The product team has been pushing the managed concept more in the last few years. When it was first introduced they didn’t say much other than it was good for ISV’s. Now they’re pushing harder for it. When it comes to product team recommendations you have to remember there’s a difference giving advise from the standpoint of a developer of an application versus someone who has to use it in real world scenarios. The practical application of managed solutions seems to be at the least a journey that has elements of danger to be avoided. The thing I find interesting is the fact that after all these years I still haven’t seen a significant and compelling argument with examples of why we should all go managed. Perhaps there are some other motives from the product team to head in this direction, but if so I don’t think they’ve expressed that in an effective way. Until then I think team unmanaged will remain a fairly healthy perspective for many projects.
That’s nicely put:) But, in reality, I’ve had a couple of situations where recommending a more balanced approach would not do me any good in the discussions with new clients, since, after all, Microsoft is clearly recommending managed, and, generally speaking, any new client would prefer to go by what Microsoft is recommending (for various reasons, including presumably better support etc)
I think what also should be considered is there are more than one type of person making the ‘apps’ or config settings. For people who make a living at it, managed doesn’t seem to hold that many advantages and as I have experienced many times, a lot of problems. For the accounting worker given the customization job for the small online instance, managed is probably a good thing. So how each type of system is designed, developed and deployed is going to depend on the situation.
I had one of the new devs mistakenly add a ‘patch managed solution’ to prod, and now there is no way to get rid of it (at least that I’ve found so far) and yes, it almost stopped us from being able to import the real unmanaged solution for deployment.
Overall, I’ve not found a solid reason outside of a ‘product’ that I would use them for.

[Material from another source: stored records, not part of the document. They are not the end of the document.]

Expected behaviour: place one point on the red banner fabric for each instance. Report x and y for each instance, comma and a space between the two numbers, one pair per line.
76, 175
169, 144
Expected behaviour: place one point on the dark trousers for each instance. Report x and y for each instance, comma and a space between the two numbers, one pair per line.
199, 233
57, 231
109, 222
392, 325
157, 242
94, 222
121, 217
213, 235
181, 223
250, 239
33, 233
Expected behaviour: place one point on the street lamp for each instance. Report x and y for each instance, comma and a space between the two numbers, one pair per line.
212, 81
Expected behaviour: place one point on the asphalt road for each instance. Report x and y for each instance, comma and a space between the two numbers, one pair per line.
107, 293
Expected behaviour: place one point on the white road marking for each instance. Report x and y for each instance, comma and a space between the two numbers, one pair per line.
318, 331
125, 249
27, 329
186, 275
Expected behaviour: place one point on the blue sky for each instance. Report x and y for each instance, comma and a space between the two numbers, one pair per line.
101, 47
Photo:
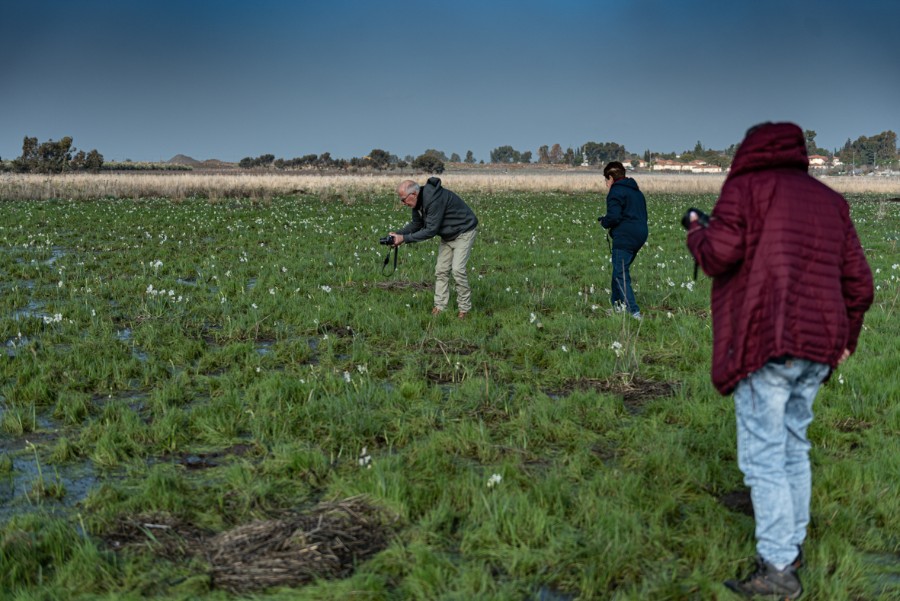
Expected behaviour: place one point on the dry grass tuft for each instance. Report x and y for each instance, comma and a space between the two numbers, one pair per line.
326, 542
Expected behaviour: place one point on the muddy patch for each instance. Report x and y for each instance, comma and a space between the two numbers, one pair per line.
851, 424
337, 331
200, 461
738, 501
403, 285
433, 346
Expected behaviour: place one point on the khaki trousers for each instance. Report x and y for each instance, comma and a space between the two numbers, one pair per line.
453, 256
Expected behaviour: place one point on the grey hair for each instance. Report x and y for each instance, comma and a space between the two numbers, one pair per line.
411, 188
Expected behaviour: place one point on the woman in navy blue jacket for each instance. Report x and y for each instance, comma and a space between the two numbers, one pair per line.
626, 220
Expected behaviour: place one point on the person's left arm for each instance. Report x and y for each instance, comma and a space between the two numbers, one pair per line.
615, 207
434, 208
719, 247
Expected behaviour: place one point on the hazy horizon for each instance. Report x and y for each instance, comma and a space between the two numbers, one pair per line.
226, 80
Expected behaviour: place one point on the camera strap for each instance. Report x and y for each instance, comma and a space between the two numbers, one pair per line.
387, 258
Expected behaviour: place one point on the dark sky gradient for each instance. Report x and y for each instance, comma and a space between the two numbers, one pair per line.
228, 79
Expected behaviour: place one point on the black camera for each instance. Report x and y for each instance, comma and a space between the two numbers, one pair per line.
702, 218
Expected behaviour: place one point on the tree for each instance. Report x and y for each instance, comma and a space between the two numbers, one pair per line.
49, 157
601, 153
556, 154
94, 161
878, 149
429, 163
507, 154
440, 155
379, 159
544, 155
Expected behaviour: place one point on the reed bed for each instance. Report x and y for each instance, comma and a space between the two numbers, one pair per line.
84, 186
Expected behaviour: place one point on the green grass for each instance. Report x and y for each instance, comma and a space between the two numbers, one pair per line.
138, 334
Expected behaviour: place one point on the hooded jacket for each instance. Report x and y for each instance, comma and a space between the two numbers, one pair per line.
626, 215
789, 274
438, 212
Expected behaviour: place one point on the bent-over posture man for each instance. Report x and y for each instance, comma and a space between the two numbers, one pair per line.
436, 211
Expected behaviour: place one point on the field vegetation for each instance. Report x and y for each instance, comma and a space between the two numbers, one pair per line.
208, 389
267, 186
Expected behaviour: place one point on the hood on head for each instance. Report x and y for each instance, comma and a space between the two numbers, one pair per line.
769, 146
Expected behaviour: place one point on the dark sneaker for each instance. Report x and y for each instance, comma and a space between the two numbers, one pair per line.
769, 582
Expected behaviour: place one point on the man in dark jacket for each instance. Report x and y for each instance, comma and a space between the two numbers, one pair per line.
626, 220
437, 211
790, 287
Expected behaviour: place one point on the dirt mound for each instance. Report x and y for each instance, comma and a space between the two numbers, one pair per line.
634, 389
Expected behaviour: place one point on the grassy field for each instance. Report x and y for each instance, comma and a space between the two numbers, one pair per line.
268, 185
186, 380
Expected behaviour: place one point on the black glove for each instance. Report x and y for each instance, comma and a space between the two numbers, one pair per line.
702, 218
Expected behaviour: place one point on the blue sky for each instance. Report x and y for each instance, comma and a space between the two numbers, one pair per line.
148, 80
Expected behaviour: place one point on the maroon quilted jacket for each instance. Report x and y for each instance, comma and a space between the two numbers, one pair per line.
789, 274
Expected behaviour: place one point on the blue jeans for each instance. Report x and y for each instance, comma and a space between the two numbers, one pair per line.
622, 294
773, 406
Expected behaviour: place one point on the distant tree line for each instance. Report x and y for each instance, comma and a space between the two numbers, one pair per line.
55, 156
430, 161
880, 149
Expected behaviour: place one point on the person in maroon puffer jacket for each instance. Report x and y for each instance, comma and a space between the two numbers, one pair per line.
790, 287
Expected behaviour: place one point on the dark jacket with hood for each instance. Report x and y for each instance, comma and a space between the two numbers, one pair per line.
626, 215
789, 274
438, 212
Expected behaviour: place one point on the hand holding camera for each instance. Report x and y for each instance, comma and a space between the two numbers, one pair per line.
702, 218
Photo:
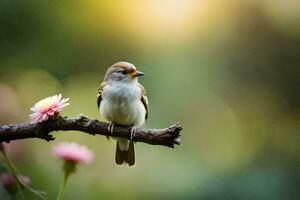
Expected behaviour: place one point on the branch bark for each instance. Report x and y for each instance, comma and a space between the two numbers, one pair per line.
166, 137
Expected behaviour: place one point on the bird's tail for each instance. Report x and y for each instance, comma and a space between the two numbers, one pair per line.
125, 152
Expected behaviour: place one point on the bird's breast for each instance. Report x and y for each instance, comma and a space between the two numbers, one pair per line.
122, 105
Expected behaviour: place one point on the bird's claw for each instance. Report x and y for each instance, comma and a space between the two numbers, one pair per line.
132, 132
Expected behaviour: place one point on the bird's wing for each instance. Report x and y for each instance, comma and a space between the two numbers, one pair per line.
99, 95
144, 99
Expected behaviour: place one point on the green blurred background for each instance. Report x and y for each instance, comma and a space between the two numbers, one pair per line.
228, 70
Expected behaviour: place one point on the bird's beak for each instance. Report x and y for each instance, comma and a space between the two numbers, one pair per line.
137, 74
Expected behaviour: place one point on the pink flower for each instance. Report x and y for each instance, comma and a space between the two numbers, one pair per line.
47, 107
71, 151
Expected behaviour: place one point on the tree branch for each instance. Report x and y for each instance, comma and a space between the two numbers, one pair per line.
166, 137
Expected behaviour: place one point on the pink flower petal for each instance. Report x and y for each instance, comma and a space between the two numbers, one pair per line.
47, 107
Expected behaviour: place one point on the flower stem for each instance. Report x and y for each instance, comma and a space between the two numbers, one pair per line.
63, 186
13, 173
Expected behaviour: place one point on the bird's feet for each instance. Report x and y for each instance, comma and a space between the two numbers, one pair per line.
110, 127
132, 132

Noted you mentioned the performance considerations and layering. A while back I was curious about just how deep the layering could get (I had a client with 20+ layers of solutions!) So, I did a simple test, deploying hundreds of layers, and posted results if anyone is curious: https://helpfulbit.com/maximum-solution-depth/
If you’ve got a bit, I’d love to chat with you about the technical differences between managed vs unmanaged solutions, how it affects ALM workflows / CLI Usage, etc. I’ll reach out.